Interesting story...not a SAR dog, but a Schutzhund-trained dog...

[URL="http://www.newbernsj.com/news/gabe_35354___article.html/waterman_old.html"]http://www.newbernsj.com/news/gabe_35354___article.html/waterman_old.html[/URL]


----------



## Lacey Vessell (Nov 18, 2006)

I gotta admit I was shocked to see that - not at the dogs abilities, because I always admired Gabe......I know Celia and Gabe as they belong to a SchH Club I usta belong to. They were putting it mildly when they said that Gabe is not social:smile: but Celia is a wonderful handler and trainer and they make a great team.
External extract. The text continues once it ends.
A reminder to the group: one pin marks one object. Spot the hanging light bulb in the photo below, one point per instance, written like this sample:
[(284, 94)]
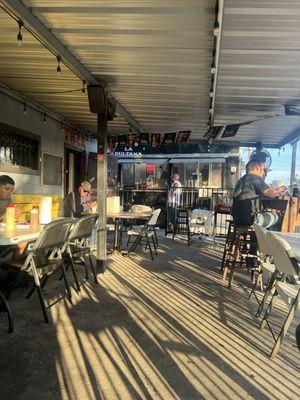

Proud of em both:smile:


----------



## susan tuck (Mar 28, 2006)

Neat story, can I get your permission to cross post it?


----------



## Konnie Hein (Jun 14, 2006)

susan tuck said:


> Neat story, can I get your permission to cross post it?


Not sure if you were asking me or Lacey, but I don't mind if you cross post.


----------



## susan tuck (Mar 28, 2006)

Thanks, Konnie.


----------



## ann schnerre (Aug 24, 2006)

neat story! guess it goes to show that not ALL Sch dogs are incapable of anything beyond the "routine"


----------